If you benefit from self-help aids, here are some recommendations:

Additional ideas:

Martin Seligman Authentic Happiness

Enjoyability (Is the book fun to read?): medium

Credibility (Does the book agree with good scholarship): high

Size of contribution (Does the book have many different ideas that can be helpful?): large

Martin Seligman, in his book Authentic Happiness , describes three levels of happiness . The first is the pleasant life where a person savors the experiences of life. Noticing and enjoying the simple blessings in our lives can make a big difference. The second level of happiness is the good life. This level of happiness is characterized by regularly using our unique gifts in challenging projects. In fact it is possible to get so absorbed in a challenging project that we lose track of time. Csikszentmihalyi calls this flow. People who organize their lives to use their talents in challenging projects are likely to have more of this optimal experience. Interestingly, it is not entertainment that makes life good in these ways. For instance, when we watch television, we are not being challenged.

There is a third level of happiness. Seligman calls it the meaningful life. We experience this kind of happiness when we use our talents in a cause. The cause may be rearing good children, protecting the environment, improving our community, or serving our God. In whatever way we choose to serve, our lives are more rich and meaningful if we deliberately build contribution to a cause into our lives.

If you want to know more about your unique strengths , you can go to Seligman’s website and complete the 240 item VIA Signature Strengths Survey (free, 240 items, 30-60 minutes to complete).

David Burns Feeling Good

Enjoyability: medium

Credibility: high

Size of contribution: medium

If you wrestle with depression , some of the best books are by David Burns. He has written both Feeling Good and The Feeling Good Handbook. Warning: They are long. You are wise to take small chunks over a period of time; They are not quick reads.

Mihaly Csikszentimihalyi Finding Flow

Enjoyability to read: medium

Credibility: high

Size of contribution: medium

If you are interested in understanding flow and optimal experience, this book is a good one. It is not as conversational as some. But it is informative.

John Gottman The 7 Principles for Making Marriage Work

Enjoyability (Is the book fun to read?): medium

Credibility (Does the book agree with good scholarship): high

Size of contribution (Does the book have many different ideas that can be helpful?): high

The quality of partner relationship can have a big impact on parent child relationships. This may be the best book available on strengthening your marriage or couple relationship.

For special situations

There are many different situations that can add heavy burdens to our lives from poverty to panic disorders. Some of those challenges go far beyond the help available in this program. Some of those challenges can be dealt with fairly easily when we use the right tools. Some are more difficult.

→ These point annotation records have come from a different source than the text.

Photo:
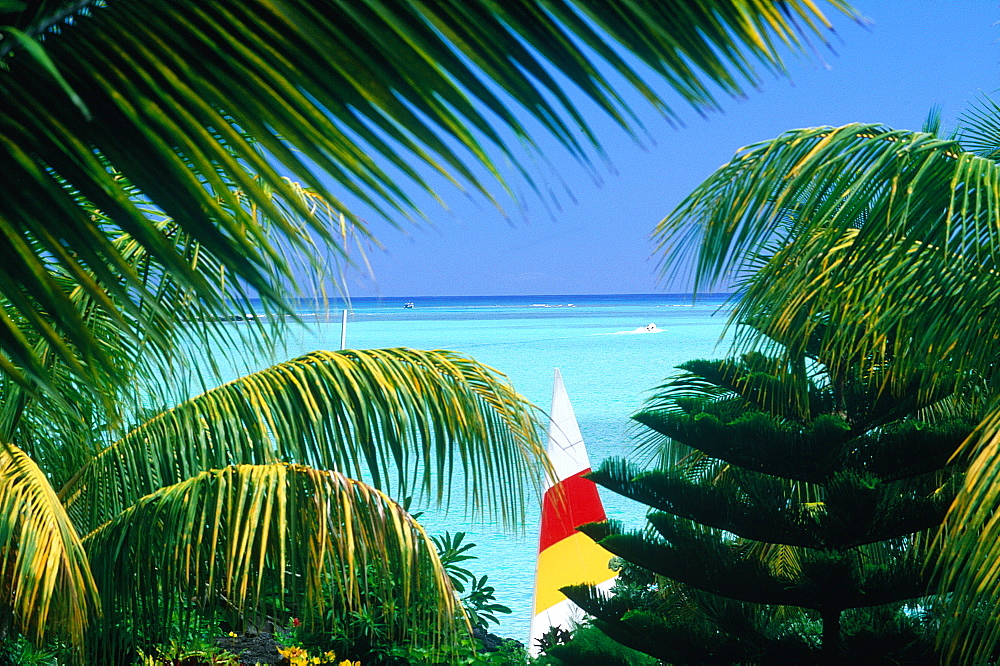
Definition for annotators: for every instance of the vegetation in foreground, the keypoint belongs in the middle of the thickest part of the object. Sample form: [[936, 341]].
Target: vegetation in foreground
[[797, 525]]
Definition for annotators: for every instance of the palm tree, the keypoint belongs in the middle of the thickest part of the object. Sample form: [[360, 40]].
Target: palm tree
[[890, 236], [145, 148], [189, 103]]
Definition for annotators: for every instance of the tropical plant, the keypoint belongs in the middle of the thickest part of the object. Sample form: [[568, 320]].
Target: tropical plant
[[890, 235], [145, 146], [211, 507], [792, 532], [203, 107]]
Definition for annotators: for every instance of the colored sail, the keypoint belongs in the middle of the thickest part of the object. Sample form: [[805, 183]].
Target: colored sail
[[566, 556]]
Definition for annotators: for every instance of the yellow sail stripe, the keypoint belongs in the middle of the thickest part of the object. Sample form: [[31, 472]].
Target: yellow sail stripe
[[572, 561]]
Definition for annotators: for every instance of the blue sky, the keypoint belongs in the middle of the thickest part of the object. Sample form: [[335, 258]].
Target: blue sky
[[913, 55]]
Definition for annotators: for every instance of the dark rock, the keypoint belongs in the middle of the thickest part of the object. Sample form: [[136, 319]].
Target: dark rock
[[254, 648]]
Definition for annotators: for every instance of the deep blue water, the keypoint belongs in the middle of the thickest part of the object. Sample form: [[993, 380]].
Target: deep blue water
[[608, 363]]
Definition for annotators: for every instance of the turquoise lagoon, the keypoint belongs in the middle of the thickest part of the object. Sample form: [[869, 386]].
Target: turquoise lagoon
[[608, 361]]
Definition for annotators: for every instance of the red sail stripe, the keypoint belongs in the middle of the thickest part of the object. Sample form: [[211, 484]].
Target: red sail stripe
[[568, 504]]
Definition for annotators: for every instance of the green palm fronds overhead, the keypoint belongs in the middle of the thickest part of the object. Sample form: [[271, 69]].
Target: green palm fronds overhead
[[248, 490], [888, 238], [204, 106]]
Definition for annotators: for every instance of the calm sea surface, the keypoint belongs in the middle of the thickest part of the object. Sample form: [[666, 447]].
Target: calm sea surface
[[608, 363]]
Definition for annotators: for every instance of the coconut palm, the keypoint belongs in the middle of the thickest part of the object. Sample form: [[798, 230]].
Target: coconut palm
[[266, 493], [357, 100], [891, 237]]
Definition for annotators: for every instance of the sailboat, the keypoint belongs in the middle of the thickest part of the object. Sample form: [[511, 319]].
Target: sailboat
[[566, 556]]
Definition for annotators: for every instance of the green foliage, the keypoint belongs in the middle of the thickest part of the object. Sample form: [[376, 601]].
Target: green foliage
[[587, 646], [19, 651], [786, 531], [480, 600]]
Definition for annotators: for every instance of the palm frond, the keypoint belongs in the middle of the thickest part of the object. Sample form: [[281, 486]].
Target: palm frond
[[45, 578], [346, 96], [413, 419], [970, 550], [230, 537]]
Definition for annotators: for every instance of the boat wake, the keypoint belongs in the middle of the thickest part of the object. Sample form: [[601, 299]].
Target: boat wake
[[648, 328]]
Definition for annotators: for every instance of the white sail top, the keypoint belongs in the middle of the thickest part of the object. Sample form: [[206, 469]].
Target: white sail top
[[565, 446]]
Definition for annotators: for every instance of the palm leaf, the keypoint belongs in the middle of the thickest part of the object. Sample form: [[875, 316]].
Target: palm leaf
[[45, 578], [353, 98], [230, 536], [398, 417]]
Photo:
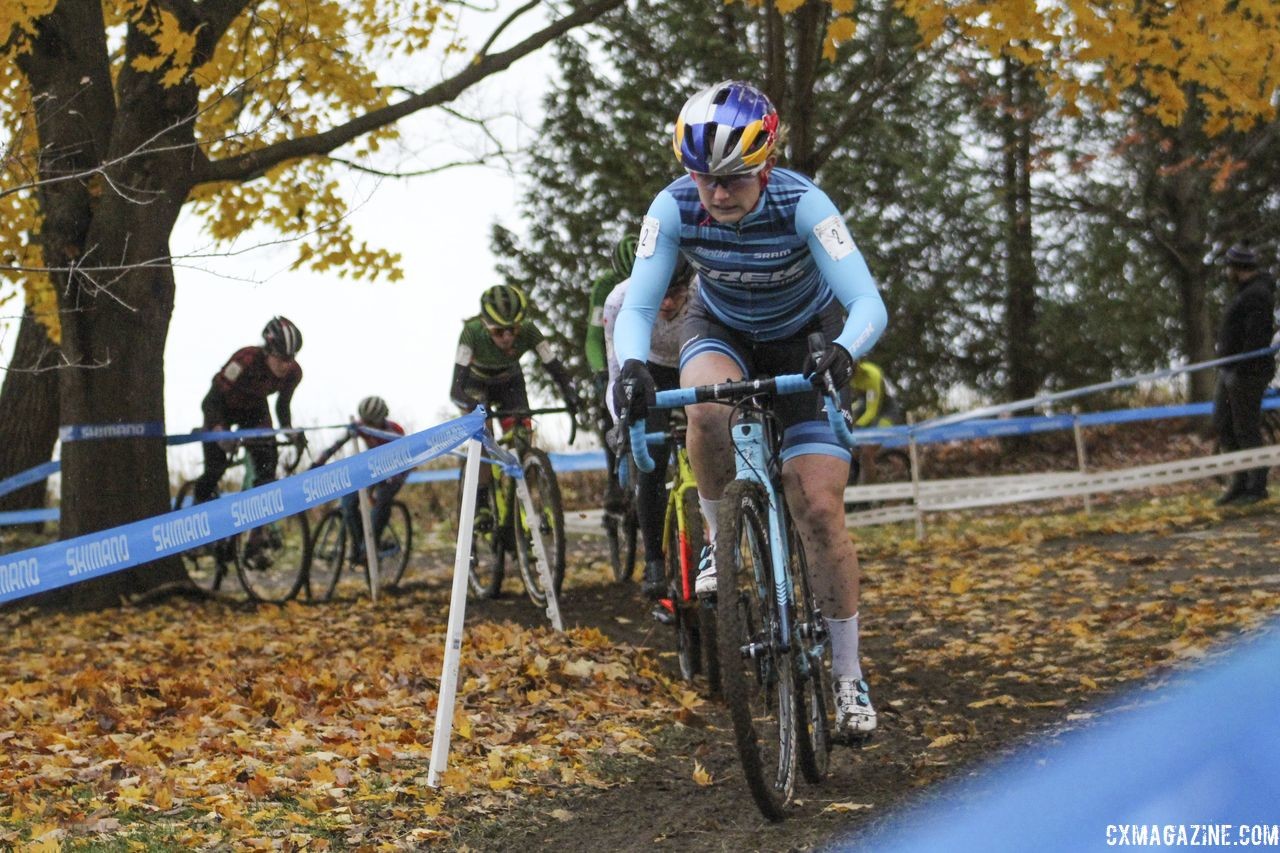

When we are dealing with many personal or emotional difficulties, one guide that can help us determine what might be helpful is Martin Seligman’s What You Can Change and What You Can’t. The chapters describe the effectiveness of various medications and therapies in dealing with anxiety, addictions, and childhood pains.
You might also go to your library and consult The Authoritative Guide to Self-Help Resources in Mental Health (2003). This guide lists, describes, and rates books, websites, and media in areas such as abuse, addiction, anger, anxiety, career development, depression, divorce, eating disorders, marriage, sexuality, stress management, and various mental health challenges. This guide does not provide answers but wisely points you to best resources in 36 different areas.